Yoon hat lange keinen Dialog mit den Ärzten gesucht. Er weiß einen Großteil der Bevölkerung hinter sich: Der Ärztemangel ist deutlich zu spüren und vor allem in ländlichen Gebieten bemerkbar. Erst vor wenigen Tagen ging er einen Schritt auf die Ärzte zu und stellte Verhandlungen in Aussicht, allerdings ohne große Kompromissbereitschaft zu signalisieren.

Wegen der schlechten medizinischen Versorgung und Yoons Unnachgiebigkeit, schien die Stimmung in der Bevölkerung zuletzt zu kippen. Die Oppositionspartei kritisierte Yoons mangelnde Gesprächsbereitschaft. Dass eine Einigung bis zum Wahltermin erzielt wird, scheint unwahrscheinlich. Ob Yoons harte Haltung seiner Partei schaden oder nutzen wird, ist kaum einzuschätzen.

Drängende soziale Fragen

Südkorea hat in den vergangenen Jahren eine beeindruckende wirtschaftliche Erfolgsgeschichte hingelegt. Von einem der ärmsten Staaten der Welt hat es sich zu einem modernen Hochtechnologie-Land gewandelt. Allerdings ist der Wachstumsmotor in den vergangenen Jahren ins Stocken geraten. Soziale Probleme haben sich verschärft. Die Lebenshaltungskosten sind rapide gestiegen, die Inflation bremst sich nur langsam ab. Vor allem die hohen Mieten und Wohnungspreise sind eine Belastung für viele Menschen. Der Arbeitsmarkt ist hochkompetitiv. Junge Leute müssen sich oft jahrelang Bewerberverfahren stellen, ehe sie eine ihrer Ausbildung entsprechende Stelle bekommen.

Auch der demografische Wandel ist ein latentes Problem und damit immer wieder Wahlkampfthema. Korea hatte in den vergangenen Jahren eine Geburtenrate von nur 0,69 Kindern pro Frau. In Deutschland, das ebenfalls überaltert, ist diese Kennzahl immerhin noch fast doppelt so hoch.

Konstruktive und realistische Lösungsvorschläge für die Probleme präsentieren jedoch nur wenige Kandidaten. Stattdessen überbieten sie sich mit teuren Investitionsversprechen und anderen Wahlgeschenken ohne plausible Finanzierungsplänen.

Korea-Konflikt spielt kaum eine Rolle

Der Korea-Konflikt macht derzeit wieder internationale Schlagzeilen. Das Verhältnis der beiden koreanischen Staaten ist so schlecht wie seit Jahren nicht mehr.
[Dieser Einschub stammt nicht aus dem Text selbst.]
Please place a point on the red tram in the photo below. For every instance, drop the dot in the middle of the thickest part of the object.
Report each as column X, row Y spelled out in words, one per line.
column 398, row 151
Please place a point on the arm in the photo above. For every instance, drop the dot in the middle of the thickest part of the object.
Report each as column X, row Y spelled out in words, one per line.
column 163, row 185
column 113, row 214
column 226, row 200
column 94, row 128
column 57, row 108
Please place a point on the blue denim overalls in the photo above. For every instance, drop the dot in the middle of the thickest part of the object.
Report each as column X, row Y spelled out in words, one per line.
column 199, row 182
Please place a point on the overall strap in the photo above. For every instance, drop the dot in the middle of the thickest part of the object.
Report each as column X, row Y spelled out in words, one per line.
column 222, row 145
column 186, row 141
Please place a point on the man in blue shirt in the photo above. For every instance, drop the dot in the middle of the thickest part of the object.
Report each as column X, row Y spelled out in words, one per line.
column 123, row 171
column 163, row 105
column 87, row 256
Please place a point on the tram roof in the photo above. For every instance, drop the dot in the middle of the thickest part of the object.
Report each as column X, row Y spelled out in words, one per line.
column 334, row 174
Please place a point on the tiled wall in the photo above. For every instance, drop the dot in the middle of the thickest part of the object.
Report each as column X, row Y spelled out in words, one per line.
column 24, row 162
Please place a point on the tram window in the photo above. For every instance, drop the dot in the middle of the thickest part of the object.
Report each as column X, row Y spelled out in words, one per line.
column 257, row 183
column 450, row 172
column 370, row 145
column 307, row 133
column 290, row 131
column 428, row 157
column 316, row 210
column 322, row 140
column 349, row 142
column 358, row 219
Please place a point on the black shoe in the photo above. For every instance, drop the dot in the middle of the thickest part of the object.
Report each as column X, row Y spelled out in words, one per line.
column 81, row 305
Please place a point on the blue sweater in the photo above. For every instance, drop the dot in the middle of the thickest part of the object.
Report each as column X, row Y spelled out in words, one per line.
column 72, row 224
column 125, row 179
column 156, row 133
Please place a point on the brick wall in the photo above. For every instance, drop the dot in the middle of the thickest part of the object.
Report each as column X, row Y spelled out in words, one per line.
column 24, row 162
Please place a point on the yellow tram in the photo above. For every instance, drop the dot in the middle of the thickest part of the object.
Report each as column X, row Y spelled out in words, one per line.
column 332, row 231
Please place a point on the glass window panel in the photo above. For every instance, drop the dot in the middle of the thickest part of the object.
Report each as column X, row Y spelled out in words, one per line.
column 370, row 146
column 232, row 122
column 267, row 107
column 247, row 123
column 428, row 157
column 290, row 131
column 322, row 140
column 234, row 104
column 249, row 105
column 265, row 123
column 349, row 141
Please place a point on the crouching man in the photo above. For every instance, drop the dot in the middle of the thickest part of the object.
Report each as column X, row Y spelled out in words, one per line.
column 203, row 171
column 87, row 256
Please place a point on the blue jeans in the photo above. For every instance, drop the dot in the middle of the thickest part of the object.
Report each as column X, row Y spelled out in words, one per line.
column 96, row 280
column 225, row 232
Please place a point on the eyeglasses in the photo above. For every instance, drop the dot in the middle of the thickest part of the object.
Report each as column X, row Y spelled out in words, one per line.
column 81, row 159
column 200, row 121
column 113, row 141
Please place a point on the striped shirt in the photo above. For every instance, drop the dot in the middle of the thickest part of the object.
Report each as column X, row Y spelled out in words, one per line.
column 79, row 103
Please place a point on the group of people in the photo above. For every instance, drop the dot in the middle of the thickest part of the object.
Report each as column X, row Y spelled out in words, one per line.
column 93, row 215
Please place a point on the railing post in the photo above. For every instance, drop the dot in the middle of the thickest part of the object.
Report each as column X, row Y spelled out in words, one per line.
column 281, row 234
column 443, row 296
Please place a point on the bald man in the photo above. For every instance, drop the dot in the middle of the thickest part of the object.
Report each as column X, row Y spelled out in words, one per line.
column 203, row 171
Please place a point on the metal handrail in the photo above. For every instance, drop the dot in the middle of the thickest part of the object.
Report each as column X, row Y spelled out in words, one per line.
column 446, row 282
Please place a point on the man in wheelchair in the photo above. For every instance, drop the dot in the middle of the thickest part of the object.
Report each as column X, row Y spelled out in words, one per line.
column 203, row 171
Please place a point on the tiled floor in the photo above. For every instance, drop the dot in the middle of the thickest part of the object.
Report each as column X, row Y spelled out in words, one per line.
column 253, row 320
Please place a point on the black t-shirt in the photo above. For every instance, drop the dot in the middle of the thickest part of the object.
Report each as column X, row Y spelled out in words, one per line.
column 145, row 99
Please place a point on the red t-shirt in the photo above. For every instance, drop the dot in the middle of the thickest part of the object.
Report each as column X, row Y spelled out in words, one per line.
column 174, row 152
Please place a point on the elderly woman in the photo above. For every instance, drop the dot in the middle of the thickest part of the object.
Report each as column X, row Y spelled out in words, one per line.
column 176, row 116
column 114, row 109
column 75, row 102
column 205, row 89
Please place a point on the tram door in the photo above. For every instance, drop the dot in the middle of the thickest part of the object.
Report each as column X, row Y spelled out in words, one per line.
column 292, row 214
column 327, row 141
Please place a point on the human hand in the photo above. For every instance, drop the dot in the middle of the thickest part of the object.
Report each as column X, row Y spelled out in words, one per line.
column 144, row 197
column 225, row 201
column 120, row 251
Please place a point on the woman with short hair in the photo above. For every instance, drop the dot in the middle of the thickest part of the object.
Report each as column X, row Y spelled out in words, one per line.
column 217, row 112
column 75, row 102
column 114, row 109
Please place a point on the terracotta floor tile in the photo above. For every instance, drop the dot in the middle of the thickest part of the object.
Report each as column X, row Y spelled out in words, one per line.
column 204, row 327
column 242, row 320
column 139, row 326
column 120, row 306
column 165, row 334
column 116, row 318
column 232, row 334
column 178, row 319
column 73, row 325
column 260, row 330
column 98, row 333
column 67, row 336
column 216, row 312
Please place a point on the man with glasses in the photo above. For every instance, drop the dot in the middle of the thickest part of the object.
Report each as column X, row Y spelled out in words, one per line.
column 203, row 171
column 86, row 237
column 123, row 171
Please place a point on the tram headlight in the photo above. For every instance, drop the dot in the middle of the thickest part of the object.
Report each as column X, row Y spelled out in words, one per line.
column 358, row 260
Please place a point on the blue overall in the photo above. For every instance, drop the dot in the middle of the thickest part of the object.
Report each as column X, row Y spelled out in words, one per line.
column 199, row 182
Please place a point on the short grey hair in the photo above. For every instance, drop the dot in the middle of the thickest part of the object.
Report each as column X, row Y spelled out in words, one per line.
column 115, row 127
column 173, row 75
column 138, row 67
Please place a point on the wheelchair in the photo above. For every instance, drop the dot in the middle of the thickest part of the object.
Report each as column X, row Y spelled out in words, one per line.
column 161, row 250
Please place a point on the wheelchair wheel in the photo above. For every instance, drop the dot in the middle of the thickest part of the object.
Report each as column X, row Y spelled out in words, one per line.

Fast wöchentlich testet Machthaber Kim Jong Un Raketen. Kurz vor dem Jahreswechsel machte er sogar die Aussage, dass Nordkorea keine friedliche Wiedervereinigung mehr anstrebe.

Südkoreas Präsident Yoon Suk Yeol setzt derweil auf eine Strategie der Abschreckung. Er droht mit harten Gegenschlägen im Falle eines nordkoreanischen Vorstoßes und versucht, Nordkorea international noch stärker zu isolieren. Die Oppositionspartei schlägt traditionell einen sanften Kurs gegenüber dem Norden an und wirft Yoon Kriegstreiberei vor.

Trotz der zunehmenden Spannungen und der unterschiedlichen Positionen der großen Parteien spielen nordkoreanische Provokationen aber keine große Rolle im Wahlkampf. Die Südkoreaner haben sich an die permanente Bedrohung durch den Norden gewöhnt. Zudem haben sich insbesondere die jüngeren Südkoreaner mit der Teilung des Landes abgefunden. Viele stehen einer möglichen Wiedervereinigung mit dem Norden skeptisch gegenüber. Die wirtschaftlichen und sozialen Probleme Südkoreas sind für sie deutlich wichtigere Themen als das Verhältnis zu Nordkorea.

Frederic Spohr leitet das Büro der Stiftung in Seoul. Maja Adler absolviert dort derzeit ein Praktikum.